*Todos os gays são brancos. – Por: Arísia Barros

Vai lendo o que escreve o doutor em antropologia Alex Ratts, lá de Goiás…

Por: Arísia Barros

“Todas as mulheres são brancas, todos os negros são homens, mas algumas de nós são valentes” (Título da coletânea feminista negra de Gloria T. Hull, Patricia Bell-Scott, Barbara Smith)

“Amor à vida”, de Walcyr Carrasco é “a novela mais gay do Brasil” como diz o amigo-parente MGJ. Parte considerável do país para todas as noites e se detém nesta trama. Tive a chance de ver isto em algumas residências situadas em comunidades populares urbanas e rurais e até ouvir um padre comentar este fato na homilia de uma missa campal, mencionando que “todo mundo assiste o Félix” e afirmando em tom de suposta brincadeira que o jovem tecladista da igreja também o fazia.
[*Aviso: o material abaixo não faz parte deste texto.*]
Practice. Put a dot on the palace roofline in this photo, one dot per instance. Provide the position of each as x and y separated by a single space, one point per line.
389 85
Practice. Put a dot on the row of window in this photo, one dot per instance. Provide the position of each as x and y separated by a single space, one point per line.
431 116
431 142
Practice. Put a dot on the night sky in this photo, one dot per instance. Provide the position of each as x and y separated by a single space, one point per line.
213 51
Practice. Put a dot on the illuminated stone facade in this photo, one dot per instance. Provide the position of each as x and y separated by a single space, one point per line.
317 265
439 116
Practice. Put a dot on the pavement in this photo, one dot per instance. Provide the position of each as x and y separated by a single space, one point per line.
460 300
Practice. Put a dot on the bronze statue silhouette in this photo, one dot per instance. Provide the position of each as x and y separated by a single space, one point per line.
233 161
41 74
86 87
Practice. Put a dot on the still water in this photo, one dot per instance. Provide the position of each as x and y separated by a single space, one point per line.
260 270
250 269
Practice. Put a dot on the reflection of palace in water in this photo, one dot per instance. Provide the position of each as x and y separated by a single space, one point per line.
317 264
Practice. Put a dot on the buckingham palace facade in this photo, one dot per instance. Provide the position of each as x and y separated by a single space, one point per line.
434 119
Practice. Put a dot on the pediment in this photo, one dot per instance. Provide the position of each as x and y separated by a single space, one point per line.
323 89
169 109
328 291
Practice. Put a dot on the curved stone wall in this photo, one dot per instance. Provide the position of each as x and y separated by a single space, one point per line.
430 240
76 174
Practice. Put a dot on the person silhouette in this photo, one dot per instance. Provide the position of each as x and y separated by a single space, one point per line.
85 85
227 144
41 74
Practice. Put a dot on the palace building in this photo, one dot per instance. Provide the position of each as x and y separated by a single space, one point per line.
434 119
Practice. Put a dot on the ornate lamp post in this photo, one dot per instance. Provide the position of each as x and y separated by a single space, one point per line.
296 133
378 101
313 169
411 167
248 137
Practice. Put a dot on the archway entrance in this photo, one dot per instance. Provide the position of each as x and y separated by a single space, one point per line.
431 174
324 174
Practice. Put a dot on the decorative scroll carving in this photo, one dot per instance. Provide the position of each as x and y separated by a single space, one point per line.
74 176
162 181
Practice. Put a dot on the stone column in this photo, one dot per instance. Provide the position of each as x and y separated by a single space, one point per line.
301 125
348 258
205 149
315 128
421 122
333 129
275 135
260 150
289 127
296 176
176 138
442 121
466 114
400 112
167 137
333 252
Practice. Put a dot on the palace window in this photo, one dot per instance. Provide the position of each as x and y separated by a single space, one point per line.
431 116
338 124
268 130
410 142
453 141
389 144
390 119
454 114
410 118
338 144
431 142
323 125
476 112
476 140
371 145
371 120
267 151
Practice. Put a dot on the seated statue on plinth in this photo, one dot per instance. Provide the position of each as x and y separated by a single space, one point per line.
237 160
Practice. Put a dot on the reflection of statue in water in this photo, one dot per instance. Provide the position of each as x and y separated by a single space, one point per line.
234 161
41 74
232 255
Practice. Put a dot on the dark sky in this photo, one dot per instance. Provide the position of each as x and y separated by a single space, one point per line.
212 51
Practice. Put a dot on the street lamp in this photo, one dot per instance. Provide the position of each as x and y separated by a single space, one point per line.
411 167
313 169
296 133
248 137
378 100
Na novela há longos diálogos entre Félix e Niko, repletos de farpas, xingamentos e suspiros, assim como cenas de conselhos e torcidas de pobres e ricxs para que os dois fiquem juntos. Há cenas de uma disputa entre os dois e Eron, ou entre Félix e Eron por Niko. Felix foi várias vezes “cantado” por um mecânico… branco. Novos personagens gays apareceram (Túlio, paciente de Amarilys, e Samuel, seu companheiro).
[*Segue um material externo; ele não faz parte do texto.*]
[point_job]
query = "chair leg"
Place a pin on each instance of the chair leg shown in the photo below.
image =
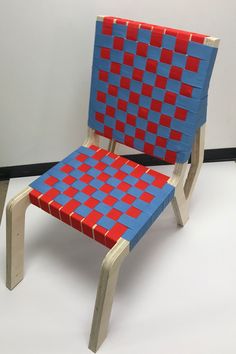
(106, 288)
(180, 206)
(183, 191)
(15, 225)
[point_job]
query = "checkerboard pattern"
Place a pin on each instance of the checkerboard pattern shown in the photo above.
(149, 86)
(103, 195)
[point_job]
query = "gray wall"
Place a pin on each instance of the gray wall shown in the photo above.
(45, 60)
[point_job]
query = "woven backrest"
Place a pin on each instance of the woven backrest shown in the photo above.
(149, 86)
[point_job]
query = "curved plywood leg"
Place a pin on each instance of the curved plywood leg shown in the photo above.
(180, 206)
(106, 288)
(183, 191)
(15, 225)
(197, 157)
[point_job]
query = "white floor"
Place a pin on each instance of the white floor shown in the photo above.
(177, 289)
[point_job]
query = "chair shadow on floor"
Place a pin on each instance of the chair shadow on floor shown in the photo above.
(83, 257)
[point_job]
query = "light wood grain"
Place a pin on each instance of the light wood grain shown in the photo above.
(15, 225)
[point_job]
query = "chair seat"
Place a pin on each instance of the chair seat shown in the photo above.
(103, 195)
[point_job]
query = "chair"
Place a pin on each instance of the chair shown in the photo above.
(148, 91)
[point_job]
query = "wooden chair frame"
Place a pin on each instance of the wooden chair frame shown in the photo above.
(15, 215)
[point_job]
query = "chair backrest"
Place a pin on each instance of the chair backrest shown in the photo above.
(149, 86)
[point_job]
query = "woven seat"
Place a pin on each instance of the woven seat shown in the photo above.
(103, 195)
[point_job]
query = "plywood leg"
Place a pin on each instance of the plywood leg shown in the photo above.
(106, 288)
(180, 206)
(15, 225)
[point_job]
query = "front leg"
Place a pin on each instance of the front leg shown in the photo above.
(15, 227)
(105, 292)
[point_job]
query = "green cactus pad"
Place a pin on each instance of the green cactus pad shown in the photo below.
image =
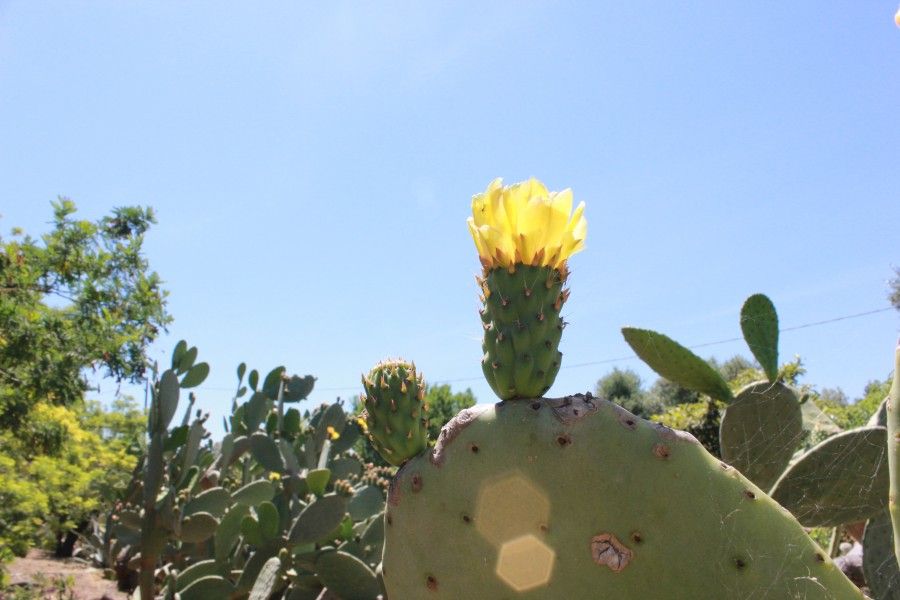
(198, 527)
(676, 363)
(166, 401)
(346, 576)
(395, 410)
(214, 501)
(367, 501)
(195, 376)
(879, 561)
(576, 498)
(759, 323)
(522, 329)
(204, 568)
(254, 492)
(318, 519)
(228, 531)
(265, 451)
(317, 480)
(842, 480)
(269, 521)
(761, 430)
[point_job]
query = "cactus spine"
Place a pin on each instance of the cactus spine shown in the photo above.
(395, 410)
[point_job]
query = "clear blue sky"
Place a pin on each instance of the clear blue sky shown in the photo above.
(312, 166)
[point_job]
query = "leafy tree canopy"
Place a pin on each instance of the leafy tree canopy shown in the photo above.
(80, 297)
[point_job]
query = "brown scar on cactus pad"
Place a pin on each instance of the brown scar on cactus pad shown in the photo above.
(606, 549)
(451, 430)
(602, 515)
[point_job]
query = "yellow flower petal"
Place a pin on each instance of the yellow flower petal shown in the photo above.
(526, 224)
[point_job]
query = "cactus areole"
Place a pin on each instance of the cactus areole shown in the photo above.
(524, 236)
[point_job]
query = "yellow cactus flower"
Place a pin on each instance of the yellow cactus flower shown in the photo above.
(526, 224)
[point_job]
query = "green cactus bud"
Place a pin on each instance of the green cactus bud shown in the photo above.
(577, 498)
(395, 410)
(522, 329)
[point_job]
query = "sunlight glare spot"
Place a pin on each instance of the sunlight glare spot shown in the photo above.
(525, 563)
(510, 508)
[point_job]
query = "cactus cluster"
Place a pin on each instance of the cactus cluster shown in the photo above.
(841, 480)
(524, 235)
(534, 497)
(577, 498)
(282, 507)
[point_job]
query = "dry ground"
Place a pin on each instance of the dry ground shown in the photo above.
(89, 583)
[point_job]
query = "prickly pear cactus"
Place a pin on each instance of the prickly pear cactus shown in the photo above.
(524, 236)
(577, 498)
(395, 410)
São todos brancos e ricos. Deve ser mesmo “a novela mais gay do Brasil”, mas o que parece mudar, segue ao lado do que se conserva.
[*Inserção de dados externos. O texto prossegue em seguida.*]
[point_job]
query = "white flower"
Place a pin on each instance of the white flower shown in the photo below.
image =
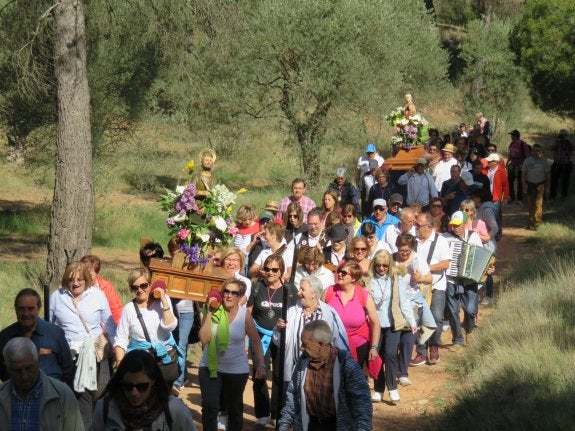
(221, 224)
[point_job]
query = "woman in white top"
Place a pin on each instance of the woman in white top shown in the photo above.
(83, 312)
(158, 319)
(224, 367)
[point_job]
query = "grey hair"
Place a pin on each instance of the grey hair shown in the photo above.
(314, 284)
(19, 348)
(319, 331)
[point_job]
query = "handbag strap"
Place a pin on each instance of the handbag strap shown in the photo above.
(141, 319)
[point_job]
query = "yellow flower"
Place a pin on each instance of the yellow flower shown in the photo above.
(190, 166)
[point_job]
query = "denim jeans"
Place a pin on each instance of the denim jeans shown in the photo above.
(232, 387)
(437, 310)
(388, 353)
(185, 323)
(458, 295)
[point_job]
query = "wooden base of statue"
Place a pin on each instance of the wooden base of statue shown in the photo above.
(186, 283)
(404, 160)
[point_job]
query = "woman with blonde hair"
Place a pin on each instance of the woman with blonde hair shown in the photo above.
(384, 275)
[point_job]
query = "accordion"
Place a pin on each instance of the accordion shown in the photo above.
(468, 261)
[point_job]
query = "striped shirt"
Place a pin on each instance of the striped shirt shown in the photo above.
(25, 413)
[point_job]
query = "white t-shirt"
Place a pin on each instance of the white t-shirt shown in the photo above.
(440, 253)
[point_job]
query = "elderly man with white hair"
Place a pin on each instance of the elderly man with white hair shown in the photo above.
(31, 400)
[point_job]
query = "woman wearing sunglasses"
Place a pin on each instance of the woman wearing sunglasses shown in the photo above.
(382, 272)
(147, 323)
(266, 304)
(358, 252)
(357, 311)
(224, 368)
(137, 398)
(293, 223)
(83, 312)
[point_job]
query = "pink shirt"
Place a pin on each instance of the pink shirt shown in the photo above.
(352, 315)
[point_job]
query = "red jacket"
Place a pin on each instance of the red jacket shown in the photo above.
(112, 296)
(500, 185)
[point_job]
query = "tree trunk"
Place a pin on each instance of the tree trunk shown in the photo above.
(73, 202)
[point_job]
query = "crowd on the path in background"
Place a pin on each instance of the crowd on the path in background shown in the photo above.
(368, 277)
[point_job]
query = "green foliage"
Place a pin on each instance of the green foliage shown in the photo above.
(544, 41)
(491, 83)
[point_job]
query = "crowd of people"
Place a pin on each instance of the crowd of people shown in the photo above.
(317, 297)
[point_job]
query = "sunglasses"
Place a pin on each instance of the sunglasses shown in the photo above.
(135, 287)
(234, 293)
(273, 270)
(141, 387)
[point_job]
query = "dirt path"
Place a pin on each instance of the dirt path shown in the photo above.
(432, 385)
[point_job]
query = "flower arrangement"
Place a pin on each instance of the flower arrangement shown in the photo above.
(200, 224)
(409, 130)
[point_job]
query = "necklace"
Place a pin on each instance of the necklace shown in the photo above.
(271, 313)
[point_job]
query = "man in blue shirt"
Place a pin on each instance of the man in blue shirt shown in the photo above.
(54, 352)
(380, 218)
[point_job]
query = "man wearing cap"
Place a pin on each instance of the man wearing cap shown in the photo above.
(405, 225)
(442, 170)
(454, 190)
(298, 195)
(367, 181)
(535, 185)
(363, 162)
(499, 187)
(460, 291)
(335, 252)
(420, 185)
(562, 164)
(518, 152)
(346, 190)
(395, 204)
(433, 248)
(380, 218)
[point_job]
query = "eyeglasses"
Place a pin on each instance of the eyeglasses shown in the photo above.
(140, 387)
(274, 270)
(135, 287)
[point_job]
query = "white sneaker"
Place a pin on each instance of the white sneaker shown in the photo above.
(222, 422)
(394, 396)
(404, 381)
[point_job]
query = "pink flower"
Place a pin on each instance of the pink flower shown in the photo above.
(183, 234)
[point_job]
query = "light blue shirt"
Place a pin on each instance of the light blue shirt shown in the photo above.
(93, 307)
(381, 289)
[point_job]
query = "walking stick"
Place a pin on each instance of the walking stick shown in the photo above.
(285, 301)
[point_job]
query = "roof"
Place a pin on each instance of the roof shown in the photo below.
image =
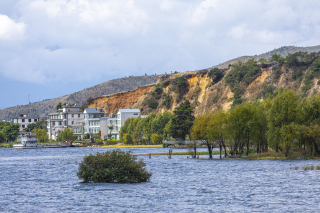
(93, 110)
(129, 110)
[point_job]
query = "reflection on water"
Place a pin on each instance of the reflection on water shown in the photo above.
(44, 180)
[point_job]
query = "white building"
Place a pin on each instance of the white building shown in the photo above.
(23, 120)
(92, 120)
(67, 117)
(109, 128)
(124, 114)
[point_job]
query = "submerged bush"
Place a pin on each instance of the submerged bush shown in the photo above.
(114, 166)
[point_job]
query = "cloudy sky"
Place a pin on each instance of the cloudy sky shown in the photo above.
(49, 48)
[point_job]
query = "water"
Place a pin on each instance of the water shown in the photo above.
(44, 180)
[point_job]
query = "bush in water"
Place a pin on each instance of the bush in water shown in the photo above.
(115, 166)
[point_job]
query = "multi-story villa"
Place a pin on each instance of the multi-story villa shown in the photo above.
(92, 120)
(67, 117)
(23, 120)
(110, 127)
(124, 114)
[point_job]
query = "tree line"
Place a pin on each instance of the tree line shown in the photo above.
(155, 128)
(282, 122)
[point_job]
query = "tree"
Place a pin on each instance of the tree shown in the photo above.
(199, 131)
(2, 137)
(114, 166)
(66, 134)
(282, 112)
(216, 129)
(10, 131)
(156, 139)
(182, 121)
(288, 137)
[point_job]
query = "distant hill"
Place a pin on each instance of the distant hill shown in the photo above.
(43, 108)
(285, 50)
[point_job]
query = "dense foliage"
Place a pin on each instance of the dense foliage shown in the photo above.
(182, 121)
(283, 122)
(150, 130)
(8, 131)
(114, 166)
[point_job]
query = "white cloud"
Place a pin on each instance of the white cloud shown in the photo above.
(96, 40)
(9, 29)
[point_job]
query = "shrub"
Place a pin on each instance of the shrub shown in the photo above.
(114, 166)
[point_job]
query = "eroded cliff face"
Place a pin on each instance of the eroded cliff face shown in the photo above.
(112, 103)
(202, 93)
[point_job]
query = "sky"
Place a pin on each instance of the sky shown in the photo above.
(50, 48)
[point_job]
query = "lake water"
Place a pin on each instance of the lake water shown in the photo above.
(44, 180)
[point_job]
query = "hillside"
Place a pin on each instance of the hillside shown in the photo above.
(103, 92)
(43, 108)
(244, 81)
(283, 51)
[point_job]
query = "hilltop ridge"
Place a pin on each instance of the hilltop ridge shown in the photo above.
(123, 85)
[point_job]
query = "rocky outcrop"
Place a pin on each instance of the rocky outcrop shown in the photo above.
(112, 103)
(202, 93)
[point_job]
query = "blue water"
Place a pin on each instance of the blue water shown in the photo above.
(44, 180)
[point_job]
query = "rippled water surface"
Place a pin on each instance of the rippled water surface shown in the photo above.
(44, 180)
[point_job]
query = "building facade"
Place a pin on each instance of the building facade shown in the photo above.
(23, 120)
(67, 117)
(92, 118)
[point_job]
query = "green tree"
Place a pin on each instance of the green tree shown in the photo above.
(199, 131)
(182, 121)
(10, 131)
(2, 137)
(288, 137)
(216, 129)
(282, 112)
(156, 139)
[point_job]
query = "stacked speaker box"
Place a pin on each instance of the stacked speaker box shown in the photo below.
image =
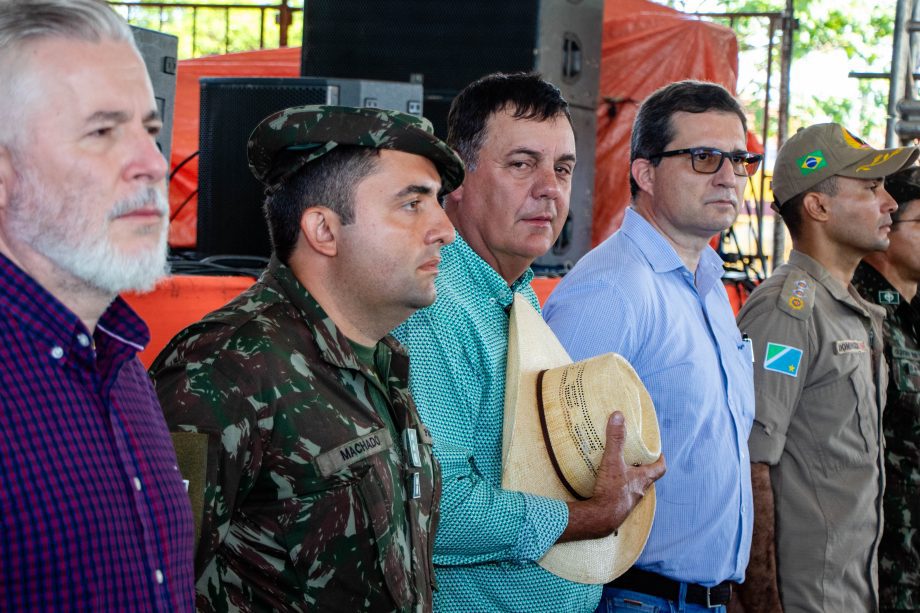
(447, 45)
(230, 220)
(159, 52)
1. A supremacia masculina continua firme: César que cometeu algumas atrocidades, outras seriam supostas, ficou cego por certo tempo que foi necessário para que se apiedem dele, inclusive o filho, vítima de homofobia por parte dele. A supremacia masculina, mesmo gay, se conserva: “a bichá má” se torna uma boa pessoa, ainda que mordaz.

2. A misoginia segue a plenos vapores: mulheres sofrem muita violência, do xingamento (“Cadela”, diz e repete Félix para a atendente. “Piranha” diz e repete o “fino” Doutor Lutero acerca de Aline), passando por tentativas de assassinato até a morte. Há bastante feminicídio.

3. A discriminação social está lá: a patroa muito rica casa com o motorista, mas em volta continua o preconceito contra as pobres: são marcadxs por se vestirem e por comerem “mal”, falam “errado”, são risíveis. Expressões pejorativas dos circuitos gays transbordam: “bicha pão-com-ovo”.

4. A invisibilidade negra compõe o quadro: as pouquíssimas personagens negras aparecem de forma esparsa e em situação subalternizada: além de algumas domésticas, há Jaiminho, o menino órfão que tem poucas cenas de vida social, e Inaiá, a enfermeira que é identificada como soropositiva, o que parece uma punição por ela ter vida sexual com vários homens. Ela foi chamada de “xícara suja” e banida pelo principal parceiro… branco.

Na parte final do folhetim mais gay do Brasil, entre os homens brancos ricos há ironias, rasteiras, traições, alguma solidariedade, jantares caros, espaços suntuosos, mas quase não há troca de afeto, nem erotismo. No máximo, mão no ombro e piscadelas. E um antigo e profundo mar de desigualdades e separações em volta.

Fonte: *Alex Ratts, doutor em Antroplogia, professor da Universidade de Goiás.